6) Agregue 0,5 ml de extracto de muestra para disolver completamente la sustancia seca y luego agregue 0,5 ml de agua desionizada para mezclar;

7) Tome un análisis de 50 μl.

Proporción de dilución de la muestra: 10 Límite de detección inferior: 0,3 ppb

5.3.6 Método de procesamiento de cerveza

1) Revuelva completamente la cerveza (elimine el CO2), tome 2 ml de muestra de cerveza, agregue 1 ml de agua destilada, agregue 7 ml de metanol y agite durante 5 minutos;

2) Tome 0,5 ml de solución de muestra mezclada y agregue 0,5 ml de agua desionizada para mezclar bien;

3) Tome un análisis de 50 μl.

Proporción de dilución de la muestra: 10 Límite de detección inferior: 0,3 ppb

5.3.7 Método de tratamiento del vino, salsa de soja y vinagre.

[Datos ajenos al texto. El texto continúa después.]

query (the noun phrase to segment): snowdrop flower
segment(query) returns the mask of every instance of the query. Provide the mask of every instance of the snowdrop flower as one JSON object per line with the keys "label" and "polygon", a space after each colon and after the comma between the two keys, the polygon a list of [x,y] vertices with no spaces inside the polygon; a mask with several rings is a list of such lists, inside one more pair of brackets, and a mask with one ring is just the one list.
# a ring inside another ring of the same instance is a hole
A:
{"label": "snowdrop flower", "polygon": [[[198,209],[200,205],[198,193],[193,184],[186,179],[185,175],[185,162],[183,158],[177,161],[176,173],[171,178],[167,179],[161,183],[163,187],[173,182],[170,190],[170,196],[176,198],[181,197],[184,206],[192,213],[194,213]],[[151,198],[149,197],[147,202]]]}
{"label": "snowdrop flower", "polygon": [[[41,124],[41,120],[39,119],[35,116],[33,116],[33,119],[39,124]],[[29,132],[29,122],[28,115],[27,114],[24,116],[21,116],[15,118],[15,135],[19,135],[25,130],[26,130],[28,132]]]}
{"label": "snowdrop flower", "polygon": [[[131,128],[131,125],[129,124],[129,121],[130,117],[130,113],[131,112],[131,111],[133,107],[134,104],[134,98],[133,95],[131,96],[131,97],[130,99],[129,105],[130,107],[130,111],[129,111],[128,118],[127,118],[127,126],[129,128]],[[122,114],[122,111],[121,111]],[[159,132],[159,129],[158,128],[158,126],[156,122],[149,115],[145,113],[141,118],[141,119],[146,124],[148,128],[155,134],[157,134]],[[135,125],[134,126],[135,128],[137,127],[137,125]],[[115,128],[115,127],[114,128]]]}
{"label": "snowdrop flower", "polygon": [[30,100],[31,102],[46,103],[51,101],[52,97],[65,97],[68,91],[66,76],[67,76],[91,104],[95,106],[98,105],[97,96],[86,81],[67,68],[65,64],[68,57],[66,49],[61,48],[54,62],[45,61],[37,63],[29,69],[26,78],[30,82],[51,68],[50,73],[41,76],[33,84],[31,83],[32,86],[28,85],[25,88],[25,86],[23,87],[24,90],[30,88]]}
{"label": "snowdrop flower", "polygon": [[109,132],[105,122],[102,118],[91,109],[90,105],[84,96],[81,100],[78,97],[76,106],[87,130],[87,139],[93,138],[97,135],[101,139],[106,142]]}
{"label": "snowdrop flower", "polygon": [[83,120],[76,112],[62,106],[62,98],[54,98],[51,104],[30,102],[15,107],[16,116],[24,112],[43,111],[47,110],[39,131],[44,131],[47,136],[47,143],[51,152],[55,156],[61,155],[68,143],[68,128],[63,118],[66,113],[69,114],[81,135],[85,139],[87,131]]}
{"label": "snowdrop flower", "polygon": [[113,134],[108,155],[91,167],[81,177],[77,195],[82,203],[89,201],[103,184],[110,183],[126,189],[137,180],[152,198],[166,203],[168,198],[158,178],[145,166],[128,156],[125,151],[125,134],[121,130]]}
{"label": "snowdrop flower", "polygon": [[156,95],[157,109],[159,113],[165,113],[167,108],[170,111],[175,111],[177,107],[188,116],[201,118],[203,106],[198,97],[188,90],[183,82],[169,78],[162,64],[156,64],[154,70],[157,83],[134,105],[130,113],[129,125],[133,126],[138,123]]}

1) Tomar 2ml de muestra, agregar 2ml de agua destilada, agregar 10ml de triclorometano (o diclorometano), agitar durante 5 minutos, 4000 rpm a temperatura ambiente/10 minutos de centro de separación;

2) Tome 1 ml del líquido inferior y séquelo con nitrógeno a 50-60 ℃;

3) Agregue 0,5 ml de extracto de muestra para disolver completamente la sustancia seca, luego agregue 0,5 ml de agua desionizada y mezcle bien;

5) Tome un análisis de 50 μl.

Proporción de dilución de la muestra: 5 Límite de detección inferior: 0,15 ppb

6 pasos de ELISA

Saque el reactivo requerido del ambiente de almacenamiento en frío a 4 ℃ y colóquelo a temperatura ambiente durante más de 30 minutos. Es posible que haya cristales que deban restaurarse a temperatura ambiente para que se disuelvan por completo cuando la solución de lavado se almacene en frío. Cada reactivo líquido debe agitarse antes de su uso. Saque la cantidad requerida de placas y marcos microporosos, coloque las placas microporosas no utilizadas en bolsas autosellantes y guárdelas a 2-8 ℃.

Antes del experimento, la solución de lavado concentrada se diluye 20 veces en la solución de lavado de trabajo 20 veces.

6.1 Numeración: numere los pocillos correspondientes de la muestra y el estándar en secuencia, haga dos orificios paralelos para cada muestra y estándar, y registre la posición del orificio estándar y del orificio de la muestra.

6.2 Reacción de adición de muestra: agregue 50 µl/pocillo de estándar o muestra en sus respectivos pocillos, luego agregue 50 µl/pocillo de marcador enzimático, luego agregue 50 µl/pocillo de solución de trabajo de anticuerpo, selle la placa con una tapa membrana, agitar suavemente durante 5 segundos, mezclar y reaccionar a 25 ℃ durante 30 minutos.

6.3 Lavado: Retire con cuidado la membrana de la placa de cubierta, seque el líquido en el orificio, lave completamente el orificio con solución de lavado de trabajo de 250 µl/orificio durante 5 veces, con un intervalo de 30 segundos, y séquelo con papel absorbente (el Las burbujas que no se eliminan después de la palmadita se pueden perforar con un cabezal de pistola limpio).

6.4 Desarrollo del color: agregue 50 µl de solución de sustrato A y 50 µl de solución de sustrato B a cada orificio, agite suavemente durante 5 segundos, mezcle bien y desarrolle el color en la oscuridad a 25 ℃ durante 15 minutos.

6.5 Terminación: agregue 50 µl de solución de terminación a cada orificio, agite suavemente y mezcle bien para terminar la reacción.

6.6 Medición del valor de absorbancia: use el probador de aflatoxinas para medir el valor de absorbancia de cada orificio a 450 nm (se recomienda una longitud de onda dual de 450/630 nm). La determinación deberá completarse dentro de los 10 minutos posteriores a la finalización de la reacción.

6.7 El probador automático de aflatoxinas ST-2000A completa automáticamente la determinación y produce los resultados automáticamente.